Kan een vordering worden geïncasseerd louter op basis van een factuur?
Soms proberen bedrijven vorderingen te incasseren op basis van een factuur. Het verweer dat veelal wordt gevoerd is: “aan de genoemde facturen ligt geen overeenkomst ten grondslag.”
Wie heeft gelijk? Moeten de openstaande facturen nu wel of niet betaald worden?
Recentelijk heeft Rechtbank Gelderland (18 juni 2014) zich over een dergelijk geschil uitgelaten.
In casu trachtte de curator een onbetaalde vordering namens een schildersbedrijf te incasseren. De curator diende daarbij aan te tonen dat er tussen partijen een overeenkomst tot stand was gekomen en deed hiervoor een beroep op afgetekende werkbriefjes. De rechtbank heeft daartoe overwogen dat op de factuur en de werkbriefjes essentialia van een overeenkomst, zoals frequentie van de dienstverlening en het uurtarief, ontbreken.
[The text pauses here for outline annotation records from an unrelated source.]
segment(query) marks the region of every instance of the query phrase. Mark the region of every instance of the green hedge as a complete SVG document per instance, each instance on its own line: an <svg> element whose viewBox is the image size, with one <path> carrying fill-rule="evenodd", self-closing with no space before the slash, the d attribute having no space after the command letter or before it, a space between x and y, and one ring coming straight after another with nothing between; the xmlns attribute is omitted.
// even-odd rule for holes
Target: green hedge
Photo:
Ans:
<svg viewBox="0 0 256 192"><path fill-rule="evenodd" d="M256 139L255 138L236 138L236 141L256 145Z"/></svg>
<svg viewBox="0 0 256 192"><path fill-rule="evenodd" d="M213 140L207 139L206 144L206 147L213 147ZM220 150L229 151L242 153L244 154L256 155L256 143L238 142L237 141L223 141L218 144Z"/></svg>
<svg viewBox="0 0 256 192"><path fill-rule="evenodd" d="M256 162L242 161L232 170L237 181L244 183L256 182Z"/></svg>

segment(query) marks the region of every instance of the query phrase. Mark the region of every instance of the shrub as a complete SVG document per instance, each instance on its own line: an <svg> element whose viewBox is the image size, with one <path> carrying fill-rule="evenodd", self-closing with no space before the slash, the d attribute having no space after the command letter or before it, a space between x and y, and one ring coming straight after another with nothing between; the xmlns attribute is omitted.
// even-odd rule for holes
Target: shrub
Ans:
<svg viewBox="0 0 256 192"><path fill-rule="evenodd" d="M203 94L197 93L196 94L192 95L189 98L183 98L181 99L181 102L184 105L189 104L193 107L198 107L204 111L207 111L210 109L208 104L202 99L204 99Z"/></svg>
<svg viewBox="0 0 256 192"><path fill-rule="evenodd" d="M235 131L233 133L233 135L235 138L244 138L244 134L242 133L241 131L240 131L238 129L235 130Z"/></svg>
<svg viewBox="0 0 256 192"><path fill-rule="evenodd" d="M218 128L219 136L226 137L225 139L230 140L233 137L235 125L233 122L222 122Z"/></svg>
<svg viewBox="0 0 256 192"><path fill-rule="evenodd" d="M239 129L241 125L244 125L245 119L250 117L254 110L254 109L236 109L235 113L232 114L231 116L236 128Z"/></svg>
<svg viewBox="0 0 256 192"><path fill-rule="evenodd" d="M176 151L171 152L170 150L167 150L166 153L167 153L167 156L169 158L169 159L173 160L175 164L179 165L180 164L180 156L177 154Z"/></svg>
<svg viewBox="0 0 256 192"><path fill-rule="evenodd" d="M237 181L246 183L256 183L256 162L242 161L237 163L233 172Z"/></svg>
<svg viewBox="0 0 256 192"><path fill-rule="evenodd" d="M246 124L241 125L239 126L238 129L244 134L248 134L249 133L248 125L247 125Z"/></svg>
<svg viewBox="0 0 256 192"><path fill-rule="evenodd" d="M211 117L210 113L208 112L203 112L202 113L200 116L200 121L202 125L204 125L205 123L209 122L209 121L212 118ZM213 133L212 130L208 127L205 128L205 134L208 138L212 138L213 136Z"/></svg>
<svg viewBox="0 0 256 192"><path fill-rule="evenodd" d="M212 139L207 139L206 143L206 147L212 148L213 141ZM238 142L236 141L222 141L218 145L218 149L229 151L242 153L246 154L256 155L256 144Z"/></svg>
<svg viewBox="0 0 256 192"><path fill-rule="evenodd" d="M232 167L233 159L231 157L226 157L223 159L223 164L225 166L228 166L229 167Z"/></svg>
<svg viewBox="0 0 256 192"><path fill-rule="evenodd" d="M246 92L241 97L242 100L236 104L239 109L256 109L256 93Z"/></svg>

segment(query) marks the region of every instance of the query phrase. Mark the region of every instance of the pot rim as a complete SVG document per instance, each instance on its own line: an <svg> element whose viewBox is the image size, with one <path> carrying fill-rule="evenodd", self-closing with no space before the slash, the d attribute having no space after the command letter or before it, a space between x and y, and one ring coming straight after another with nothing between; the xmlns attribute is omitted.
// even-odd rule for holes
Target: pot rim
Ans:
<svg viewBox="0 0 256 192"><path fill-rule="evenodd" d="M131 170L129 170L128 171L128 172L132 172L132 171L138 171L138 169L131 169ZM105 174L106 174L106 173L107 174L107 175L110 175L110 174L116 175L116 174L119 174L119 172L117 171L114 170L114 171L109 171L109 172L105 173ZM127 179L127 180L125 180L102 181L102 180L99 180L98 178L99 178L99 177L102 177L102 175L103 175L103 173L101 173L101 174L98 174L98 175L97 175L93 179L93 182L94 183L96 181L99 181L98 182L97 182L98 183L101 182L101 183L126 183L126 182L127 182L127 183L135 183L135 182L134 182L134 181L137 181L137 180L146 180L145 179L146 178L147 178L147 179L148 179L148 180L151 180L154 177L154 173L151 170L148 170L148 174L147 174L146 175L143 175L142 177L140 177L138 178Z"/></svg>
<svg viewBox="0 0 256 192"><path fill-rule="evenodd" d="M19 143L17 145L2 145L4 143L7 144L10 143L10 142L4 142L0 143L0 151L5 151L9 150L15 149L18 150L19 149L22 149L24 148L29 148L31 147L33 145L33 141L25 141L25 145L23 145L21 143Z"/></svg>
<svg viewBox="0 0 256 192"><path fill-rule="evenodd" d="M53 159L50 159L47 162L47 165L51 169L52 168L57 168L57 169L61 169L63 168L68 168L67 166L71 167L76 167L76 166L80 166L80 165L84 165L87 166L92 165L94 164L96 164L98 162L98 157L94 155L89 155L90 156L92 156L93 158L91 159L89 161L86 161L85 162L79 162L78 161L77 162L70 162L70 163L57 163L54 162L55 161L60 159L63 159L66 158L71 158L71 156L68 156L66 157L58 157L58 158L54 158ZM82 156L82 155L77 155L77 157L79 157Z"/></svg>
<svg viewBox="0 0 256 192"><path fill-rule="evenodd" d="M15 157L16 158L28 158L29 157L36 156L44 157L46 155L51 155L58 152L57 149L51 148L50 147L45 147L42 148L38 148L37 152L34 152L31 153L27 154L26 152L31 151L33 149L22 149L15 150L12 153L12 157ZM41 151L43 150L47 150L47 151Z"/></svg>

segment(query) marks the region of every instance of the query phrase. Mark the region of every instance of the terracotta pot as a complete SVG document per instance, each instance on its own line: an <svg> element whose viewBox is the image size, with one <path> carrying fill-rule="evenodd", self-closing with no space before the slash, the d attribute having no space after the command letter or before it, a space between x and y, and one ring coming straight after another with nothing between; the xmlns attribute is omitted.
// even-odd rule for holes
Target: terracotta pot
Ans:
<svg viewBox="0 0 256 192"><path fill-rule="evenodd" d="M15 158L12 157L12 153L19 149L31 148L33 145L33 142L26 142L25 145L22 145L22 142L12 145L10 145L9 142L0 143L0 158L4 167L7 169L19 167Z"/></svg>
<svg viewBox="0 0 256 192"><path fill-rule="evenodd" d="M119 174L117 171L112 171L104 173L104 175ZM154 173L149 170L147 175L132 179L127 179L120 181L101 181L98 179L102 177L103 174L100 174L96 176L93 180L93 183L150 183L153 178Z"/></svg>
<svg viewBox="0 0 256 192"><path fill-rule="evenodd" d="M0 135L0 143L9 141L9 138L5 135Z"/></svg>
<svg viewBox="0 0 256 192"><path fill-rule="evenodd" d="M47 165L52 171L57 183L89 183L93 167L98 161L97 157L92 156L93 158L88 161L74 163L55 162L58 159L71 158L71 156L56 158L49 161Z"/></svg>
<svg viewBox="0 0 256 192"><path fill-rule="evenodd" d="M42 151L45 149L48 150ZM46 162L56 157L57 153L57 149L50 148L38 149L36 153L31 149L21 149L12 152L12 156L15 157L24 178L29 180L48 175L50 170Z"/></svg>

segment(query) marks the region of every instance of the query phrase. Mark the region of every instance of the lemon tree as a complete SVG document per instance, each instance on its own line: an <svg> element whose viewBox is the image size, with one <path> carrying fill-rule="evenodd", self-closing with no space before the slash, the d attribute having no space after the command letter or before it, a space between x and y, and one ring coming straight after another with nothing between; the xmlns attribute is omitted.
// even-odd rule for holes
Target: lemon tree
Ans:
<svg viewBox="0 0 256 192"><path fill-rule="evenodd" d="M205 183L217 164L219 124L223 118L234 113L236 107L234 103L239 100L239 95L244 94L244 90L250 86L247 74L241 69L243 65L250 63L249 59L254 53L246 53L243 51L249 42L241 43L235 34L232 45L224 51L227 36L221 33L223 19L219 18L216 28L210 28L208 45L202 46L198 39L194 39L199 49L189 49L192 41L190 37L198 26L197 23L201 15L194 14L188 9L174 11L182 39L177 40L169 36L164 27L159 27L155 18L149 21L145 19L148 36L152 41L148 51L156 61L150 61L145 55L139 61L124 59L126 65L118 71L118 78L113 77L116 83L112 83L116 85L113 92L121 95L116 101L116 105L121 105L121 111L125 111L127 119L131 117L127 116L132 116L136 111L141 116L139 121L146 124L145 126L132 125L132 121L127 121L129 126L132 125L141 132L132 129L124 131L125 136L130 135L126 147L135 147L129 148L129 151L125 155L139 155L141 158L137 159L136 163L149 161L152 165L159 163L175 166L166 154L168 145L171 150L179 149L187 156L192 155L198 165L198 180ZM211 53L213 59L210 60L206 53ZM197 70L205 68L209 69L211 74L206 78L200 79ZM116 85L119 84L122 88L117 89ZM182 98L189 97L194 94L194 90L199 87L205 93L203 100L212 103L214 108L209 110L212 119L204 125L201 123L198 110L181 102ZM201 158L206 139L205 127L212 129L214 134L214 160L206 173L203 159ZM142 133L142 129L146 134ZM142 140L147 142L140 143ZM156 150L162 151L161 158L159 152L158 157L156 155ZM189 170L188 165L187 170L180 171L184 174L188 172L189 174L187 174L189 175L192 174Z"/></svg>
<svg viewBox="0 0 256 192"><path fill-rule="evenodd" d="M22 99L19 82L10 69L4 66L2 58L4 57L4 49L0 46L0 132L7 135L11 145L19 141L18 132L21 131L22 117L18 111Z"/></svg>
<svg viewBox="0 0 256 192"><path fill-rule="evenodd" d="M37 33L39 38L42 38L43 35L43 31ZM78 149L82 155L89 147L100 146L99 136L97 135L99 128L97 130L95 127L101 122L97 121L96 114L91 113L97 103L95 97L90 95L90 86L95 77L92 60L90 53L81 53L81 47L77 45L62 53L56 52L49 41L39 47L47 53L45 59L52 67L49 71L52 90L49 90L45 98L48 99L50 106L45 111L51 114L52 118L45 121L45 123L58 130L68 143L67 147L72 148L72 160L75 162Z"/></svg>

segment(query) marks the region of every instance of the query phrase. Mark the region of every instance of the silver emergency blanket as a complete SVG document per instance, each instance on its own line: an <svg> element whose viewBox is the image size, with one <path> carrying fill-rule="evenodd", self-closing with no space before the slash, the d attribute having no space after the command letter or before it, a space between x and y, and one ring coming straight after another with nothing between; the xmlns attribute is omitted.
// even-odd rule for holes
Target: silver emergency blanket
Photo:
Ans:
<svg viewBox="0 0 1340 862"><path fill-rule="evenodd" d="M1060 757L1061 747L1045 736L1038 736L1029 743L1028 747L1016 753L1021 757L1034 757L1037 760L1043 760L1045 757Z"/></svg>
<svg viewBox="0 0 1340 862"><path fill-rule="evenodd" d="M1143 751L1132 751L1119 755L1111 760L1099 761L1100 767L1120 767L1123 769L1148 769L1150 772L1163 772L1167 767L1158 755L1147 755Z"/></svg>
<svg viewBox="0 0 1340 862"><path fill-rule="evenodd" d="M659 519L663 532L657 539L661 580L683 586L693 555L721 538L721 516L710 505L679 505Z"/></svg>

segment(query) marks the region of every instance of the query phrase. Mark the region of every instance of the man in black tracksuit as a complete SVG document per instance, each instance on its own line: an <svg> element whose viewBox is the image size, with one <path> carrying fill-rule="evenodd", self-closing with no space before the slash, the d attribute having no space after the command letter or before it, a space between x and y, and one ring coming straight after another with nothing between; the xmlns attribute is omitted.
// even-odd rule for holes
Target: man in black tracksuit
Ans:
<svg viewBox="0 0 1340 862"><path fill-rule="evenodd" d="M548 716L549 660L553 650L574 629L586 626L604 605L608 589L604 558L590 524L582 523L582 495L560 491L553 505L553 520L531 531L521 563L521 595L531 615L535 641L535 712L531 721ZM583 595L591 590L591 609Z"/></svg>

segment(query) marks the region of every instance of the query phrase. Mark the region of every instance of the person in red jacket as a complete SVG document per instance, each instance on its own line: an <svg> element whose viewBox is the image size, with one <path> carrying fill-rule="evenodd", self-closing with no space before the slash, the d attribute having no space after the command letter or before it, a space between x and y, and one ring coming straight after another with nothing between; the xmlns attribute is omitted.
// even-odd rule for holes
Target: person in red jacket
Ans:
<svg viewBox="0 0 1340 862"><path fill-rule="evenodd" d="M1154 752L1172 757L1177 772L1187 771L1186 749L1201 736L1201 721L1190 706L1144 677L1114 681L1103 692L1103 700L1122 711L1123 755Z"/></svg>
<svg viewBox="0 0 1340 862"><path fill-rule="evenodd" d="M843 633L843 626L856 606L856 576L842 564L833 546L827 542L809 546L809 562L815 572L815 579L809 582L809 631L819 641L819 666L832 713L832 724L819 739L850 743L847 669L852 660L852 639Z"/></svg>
Tevens is de rechtbank van mening dat het niet haar taak is om zelfstandig tot in detail te verifiëren of de overgelegde werkbriefjes, in casu 60 stuks, het gefactureerde bedrag kunnen staven. Bij gebreke van enige concretisering kan de rechtbank aan de hand van de factuur niet het uurtarief herleiden. Tevens bleken er werkbriefjes niet te zijn ondertekend of dat handtekeningen/parafen van elkaar verschillen. Slechts ten dele werd op de werkbriefjes vermeld waar en ten behoeve van wie is gewerkt en dat vrije dagen/uren in de opgegeven urentotalen zijn meegerekend.
Gelet op hetgeen hiervoor is genoemd kwam de rechtbank tot de conclusie dat het bestaan van de overeenkomst niet viel te herleiden uit deze werkbriefjes.
Wilt u succesvol uw vordering kunnen incasseren, dient u het bestaan van de overeenkomst te bewijzen. De verschuldigdheid van enige betaling vloeit niet voort uit louter een factuur.